Dompter, c'est pour lui détruire, polluer, tuer, tuer, tuer. Mais
venez, venez donc! Venez observez les corrompus richissimes qui
dirigent le monde, et le monde qui se meurt, qui se crève à la tâche,
une tâche qui ne lui permet même pas de vivre, à peine de survivre.
Ah!
C'est vrai, elle est belle notre planète. Enfin, elle devait l'être,
quand elle était encore bleue - oui, oui, enfants, la planète était
bleue, difficile, je le sais, à croire, quand elle est à présent
noire... Noire de monde, noire de pollution, noire d'humour noir car on
n'y rit plus, noire des excréments que nous sommes (et j'en fais
partie), noire de tous ces déchets qu'elle tente en vain d'absorber,
noire de tous ces morts, noire de tous ces mots inutiles, noire des
larmes de sang séché qu'elle verse encore, le soir, noire de ne plus
voir le soleil, noire, noire, noire. Noire car les mouches se jettent
sur les corps, noire car on a tout détruit, on en a trop fait, trop,
beaucoup trop.
Allez, venez, venez la voir. Naissez donc, sortez de
ce foutu ventre et naissez, venez voir comme c'est doux à la surface!
Ah, elle est douce, cette odeur de viande, cette odeur d'animal mort?
Cette odeur d'hommes qui laissent crever leurs semblables sans papiers.
Cela ne sent-il pas bon, l'Homme, l'Homme pourri, gâté, jusqu'à la
moelle?

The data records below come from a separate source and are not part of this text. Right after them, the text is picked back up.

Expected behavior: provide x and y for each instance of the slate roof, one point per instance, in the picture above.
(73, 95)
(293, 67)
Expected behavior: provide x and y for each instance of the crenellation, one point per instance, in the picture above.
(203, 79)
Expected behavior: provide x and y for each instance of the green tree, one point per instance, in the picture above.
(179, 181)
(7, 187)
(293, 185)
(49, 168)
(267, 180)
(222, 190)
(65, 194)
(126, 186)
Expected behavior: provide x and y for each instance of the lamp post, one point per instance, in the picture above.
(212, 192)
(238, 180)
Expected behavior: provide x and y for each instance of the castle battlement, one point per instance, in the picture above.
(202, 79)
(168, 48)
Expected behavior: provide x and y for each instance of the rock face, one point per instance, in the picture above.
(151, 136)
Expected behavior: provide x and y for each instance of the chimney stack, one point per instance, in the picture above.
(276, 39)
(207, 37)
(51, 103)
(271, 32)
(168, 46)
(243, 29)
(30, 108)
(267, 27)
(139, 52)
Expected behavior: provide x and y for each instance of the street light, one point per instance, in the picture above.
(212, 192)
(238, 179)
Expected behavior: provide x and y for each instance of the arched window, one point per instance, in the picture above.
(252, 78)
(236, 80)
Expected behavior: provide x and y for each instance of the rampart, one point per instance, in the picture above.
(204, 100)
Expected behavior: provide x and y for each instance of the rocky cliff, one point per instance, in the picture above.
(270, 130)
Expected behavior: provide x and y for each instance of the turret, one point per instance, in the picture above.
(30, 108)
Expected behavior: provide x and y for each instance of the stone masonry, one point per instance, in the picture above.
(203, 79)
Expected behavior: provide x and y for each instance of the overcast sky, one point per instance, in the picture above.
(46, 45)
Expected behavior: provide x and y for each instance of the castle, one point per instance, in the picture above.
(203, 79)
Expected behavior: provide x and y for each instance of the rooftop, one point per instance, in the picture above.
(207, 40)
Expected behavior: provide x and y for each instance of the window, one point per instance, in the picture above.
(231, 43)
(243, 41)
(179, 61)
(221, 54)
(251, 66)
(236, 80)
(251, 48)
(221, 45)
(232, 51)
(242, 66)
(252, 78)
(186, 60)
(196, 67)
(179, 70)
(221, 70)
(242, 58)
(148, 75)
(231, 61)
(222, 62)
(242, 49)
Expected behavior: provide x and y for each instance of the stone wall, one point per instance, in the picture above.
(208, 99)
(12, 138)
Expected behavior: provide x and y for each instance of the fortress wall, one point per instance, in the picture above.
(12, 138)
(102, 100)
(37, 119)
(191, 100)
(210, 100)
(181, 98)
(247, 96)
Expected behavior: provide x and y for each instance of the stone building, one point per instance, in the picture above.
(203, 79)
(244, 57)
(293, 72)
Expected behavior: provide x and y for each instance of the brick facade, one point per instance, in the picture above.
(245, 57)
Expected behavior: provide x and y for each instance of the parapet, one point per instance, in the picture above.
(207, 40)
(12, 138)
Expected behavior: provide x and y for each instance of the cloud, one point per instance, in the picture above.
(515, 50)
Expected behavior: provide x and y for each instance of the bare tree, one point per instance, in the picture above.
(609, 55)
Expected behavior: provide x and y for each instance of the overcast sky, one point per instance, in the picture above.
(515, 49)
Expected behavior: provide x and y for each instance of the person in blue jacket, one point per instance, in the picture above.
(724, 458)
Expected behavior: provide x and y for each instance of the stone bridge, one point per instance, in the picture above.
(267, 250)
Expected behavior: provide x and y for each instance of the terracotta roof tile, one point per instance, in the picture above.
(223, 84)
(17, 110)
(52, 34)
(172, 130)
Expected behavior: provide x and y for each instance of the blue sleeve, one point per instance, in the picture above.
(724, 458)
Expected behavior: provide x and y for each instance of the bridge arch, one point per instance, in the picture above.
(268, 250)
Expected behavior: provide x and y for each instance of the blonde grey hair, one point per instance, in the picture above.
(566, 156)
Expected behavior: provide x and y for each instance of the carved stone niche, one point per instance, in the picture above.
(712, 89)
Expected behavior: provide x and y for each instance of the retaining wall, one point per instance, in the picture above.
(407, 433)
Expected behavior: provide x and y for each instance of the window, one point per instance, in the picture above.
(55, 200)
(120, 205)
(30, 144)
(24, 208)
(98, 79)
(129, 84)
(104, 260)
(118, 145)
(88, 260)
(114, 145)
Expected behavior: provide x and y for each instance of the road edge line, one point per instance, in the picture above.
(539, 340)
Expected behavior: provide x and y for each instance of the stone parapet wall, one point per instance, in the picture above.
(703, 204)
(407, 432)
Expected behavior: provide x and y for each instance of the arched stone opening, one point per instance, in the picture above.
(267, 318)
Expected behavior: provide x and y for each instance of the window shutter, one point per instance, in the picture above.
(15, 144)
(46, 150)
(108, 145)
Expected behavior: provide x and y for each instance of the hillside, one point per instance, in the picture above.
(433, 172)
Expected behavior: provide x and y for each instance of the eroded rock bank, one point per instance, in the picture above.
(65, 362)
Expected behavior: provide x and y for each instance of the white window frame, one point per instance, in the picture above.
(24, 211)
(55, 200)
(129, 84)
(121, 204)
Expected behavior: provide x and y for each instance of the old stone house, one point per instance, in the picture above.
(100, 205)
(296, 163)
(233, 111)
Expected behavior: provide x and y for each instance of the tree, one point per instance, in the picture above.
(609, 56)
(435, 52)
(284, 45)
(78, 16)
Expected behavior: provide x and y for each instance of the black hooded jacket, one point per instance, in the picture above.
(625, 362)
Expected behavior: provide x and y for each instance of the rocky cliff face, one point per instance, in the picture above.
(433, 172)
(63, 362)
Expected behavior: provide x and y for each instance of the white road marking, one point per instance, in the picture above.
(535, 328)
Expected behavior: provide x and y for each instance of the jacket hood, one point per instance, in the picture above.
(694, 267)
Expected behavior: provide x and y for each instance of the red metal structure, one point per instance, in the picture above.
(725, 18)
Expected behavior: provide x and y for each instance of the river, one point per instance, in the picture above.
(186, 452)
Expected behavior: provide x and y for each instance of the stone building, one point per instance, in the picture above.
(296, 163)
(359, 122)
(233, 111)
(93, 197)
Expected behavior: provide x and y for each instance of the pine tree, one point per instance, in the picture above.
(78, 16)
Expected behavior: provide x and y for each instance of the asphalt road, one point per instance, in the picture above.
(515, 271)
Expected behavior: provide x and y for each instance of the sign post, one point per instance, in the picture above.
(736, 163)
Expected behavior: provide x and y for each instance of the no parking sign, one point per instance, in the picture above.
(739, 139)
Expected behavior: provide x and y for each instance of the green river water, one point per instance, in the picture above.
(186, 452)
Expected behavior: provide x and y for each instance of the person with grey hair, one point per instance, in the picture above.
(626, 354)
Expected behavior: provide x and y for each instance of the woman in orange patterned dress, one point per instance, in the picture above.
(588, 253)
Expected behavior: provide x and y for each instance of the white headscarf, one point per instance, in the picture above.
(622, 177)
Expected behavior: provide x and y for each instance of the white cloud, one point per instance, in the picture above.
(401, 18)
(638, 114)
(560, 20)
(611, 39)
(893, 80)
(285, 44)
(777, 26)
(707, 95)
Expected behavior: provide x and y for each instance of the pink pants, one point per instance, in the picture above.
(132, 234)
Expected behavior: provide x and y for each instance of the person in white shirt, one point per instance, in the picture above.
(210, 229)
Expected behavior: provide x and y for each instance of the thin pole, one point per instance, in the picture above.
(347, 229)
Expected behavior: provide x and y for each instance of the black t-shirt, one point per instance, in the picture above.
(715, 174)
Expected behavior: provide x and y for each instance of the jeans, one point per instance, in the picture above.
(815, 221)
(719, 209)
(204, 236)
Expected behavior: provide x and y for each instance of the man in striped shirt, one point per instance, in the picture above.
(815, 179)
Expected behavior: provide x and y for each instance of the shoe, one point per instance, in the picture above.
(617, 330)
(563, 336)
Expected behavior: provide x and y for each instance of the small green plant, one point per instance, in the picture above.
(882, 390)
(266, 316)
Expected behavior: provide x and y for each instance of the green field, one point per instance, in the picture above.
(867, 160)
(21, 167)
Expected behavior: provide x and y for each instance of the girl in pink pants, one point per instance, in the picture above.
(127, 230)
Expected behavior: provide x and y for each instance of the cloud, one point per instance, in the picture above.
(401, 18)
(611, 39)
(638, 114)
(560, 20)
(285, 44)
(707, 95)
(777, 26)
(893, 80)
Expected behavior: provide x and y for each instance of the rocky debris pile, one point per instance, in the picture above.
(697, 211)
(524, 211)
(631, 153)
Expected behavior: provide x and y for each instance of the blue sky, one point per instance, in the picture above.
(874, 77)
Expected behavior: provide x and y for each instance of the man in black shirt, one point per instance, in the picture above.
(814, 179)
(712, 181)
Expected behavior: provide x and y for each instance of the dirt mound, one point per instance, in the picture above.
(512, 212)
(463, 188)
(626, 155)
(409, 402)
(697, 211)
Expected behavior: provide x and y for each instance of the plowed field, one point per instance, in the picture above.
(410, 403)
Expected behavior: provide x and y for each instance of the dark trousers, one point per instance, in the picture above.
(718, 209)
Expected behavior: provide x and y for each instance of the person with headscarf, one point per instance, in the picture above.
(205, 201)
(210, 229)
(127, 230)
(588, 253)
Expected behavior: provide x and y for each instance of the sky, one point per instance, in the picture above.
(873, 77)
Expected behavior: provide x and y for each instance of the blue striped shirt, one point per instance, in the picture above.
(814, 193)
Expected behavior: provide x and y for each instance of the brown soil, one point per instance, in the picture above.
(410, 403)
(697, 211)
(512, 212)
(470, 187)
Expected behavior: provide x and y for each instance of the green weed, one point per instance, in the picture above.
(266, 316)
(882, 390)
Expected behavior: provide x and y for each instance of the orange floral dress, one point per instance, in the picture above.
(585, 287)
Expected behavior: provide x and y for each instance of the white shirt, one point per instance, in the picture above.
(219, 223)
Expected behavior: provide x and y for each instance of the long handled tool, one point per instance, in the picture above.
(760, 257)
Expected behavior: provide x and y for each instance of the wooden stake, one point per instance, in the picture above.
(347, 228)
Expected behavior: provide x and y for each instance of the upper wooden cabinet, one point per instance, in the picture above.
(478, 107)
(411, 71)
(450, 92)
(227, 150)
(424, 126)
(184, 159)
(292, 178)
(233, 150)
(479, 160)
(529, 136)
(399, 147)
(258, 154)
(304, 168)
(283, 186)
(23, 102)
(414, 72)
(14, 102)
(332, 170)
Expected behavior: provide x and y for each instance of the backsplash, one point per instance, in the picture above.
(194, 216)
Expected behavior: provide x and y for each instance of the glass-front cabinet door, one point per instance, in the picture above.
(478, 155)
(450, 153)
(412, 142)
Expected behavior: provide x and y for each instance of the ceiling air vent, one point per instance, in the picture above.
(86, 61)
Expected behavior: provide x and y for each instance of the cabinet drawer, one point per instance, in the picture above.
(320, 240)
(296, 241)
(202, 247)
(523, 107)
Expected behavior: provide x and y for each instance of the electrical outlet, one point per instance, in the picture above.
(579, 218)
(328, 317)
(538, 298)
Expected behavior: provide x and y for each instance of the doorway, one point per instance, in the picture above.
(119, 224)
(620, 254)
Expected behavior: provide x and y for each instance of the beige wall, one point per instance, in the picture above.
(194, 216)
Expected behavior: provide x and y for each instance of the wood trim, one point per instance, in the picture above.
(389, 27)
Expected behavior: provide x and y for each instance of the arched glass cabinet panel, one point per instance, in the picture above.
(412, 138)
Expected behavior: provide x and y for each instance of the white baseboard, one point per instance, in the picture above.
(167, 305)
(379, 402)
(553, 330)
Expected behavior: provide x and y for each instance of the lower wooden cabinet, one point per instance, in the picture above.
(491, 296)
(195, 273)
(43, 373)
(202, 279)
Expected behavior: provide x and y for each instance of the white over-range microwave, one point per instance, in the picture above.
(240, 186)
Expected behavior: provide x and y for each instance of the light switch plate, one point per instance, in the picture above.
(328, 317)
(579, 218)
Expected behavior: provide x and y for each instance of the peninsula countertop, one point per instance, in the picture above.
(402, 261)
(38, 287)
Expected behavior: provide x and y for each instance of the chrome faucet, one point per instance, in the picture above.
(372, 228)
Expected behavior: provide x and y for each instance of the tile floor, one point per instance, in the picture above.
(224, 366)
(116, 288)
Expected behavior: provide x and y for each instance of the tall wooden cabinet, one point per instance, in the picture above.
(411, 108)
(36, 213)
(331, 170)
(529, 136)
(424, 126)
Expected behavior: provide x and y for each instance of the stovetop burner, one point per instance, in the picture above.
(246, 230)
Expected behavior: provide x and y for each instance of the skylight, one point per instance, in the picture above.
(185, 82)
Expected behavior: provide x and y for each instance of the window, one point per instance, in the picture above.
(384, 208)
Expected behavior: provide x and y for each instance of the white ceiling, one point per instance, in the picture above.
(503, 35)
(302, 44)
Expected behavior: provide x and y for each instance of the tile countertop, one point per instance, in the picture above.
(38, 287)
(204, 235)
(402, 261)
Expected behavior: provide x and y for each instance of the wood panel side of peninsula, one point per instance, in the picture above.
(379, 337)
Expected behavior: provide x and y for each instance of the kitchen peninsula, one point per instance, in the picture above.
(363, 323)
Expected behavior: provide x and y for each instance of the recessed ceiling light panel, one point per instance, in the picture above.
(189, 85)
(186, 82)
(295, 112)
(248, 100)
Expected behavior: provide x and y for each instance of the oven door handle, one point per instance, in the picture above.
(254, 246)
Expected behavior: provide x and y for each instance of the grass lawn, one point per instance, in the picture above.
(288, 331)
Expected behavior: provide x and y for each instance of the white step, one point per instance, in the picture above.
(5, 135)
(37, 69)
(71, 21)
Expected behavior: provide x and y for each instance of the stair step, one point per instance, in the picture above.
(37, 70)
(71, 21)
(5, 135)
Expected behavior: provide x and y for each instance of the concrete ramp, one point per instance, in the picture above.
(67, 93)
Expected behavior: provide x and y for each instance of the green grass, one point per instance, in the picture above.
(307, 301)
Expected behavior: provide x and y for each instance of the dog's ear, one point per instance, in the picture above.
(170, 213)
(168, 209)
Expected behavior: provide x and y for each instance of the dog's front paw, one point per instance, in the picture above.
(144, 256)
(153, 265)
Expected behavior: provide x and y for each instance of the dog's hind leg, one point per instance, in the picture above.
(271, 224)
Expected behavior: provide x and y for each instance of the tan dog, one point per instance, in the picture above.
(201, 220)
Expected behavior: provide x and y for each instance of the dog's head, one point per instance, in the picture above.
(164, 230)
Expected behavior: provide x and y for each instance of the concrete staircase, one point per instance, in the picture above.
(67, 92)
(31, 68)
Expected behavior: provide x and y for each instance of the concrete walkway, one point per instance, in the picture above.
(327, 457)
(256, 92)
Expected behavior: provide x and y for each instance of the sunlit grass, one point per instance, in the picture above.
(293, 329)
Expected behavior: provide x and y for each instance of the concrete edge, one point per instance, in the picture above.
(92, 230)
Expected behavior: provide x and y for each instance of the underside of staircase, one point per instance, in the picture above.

Cela ne sent-il pas bon, les pots d'échappement de la ville?
N'aimez-vous donc pas votre propre odeur? Celle de la Mort, que vous
invoquez chaque jour un peu plus. Aujourd'hui, à chaque geste on peut
rattacher une mort. Surplus d'électricité? On a peut-être fait crever
des milliers d'animaux, ou déforestés des hectares entiers ; je passe
sur une autoroute? Oooooh, combien d'insectes ai-je donc écrasé
aujourd'hui? ; un achat, une course quelconque? Bonjour le plastique,
le carton non recyclé, venez là petits arbres fraîchement abattus!
Ne
vous vient-il alors jamais à l'idée qu'ils ont peut-être davantage le
droit de vivre que nous? Ne comprenez vous pas que toute la nature
vivait en symbiose, chaque élément s'entendant avec les autres, avant
que l'homme décide de tout changer? Vous ne le voyez pas, ça?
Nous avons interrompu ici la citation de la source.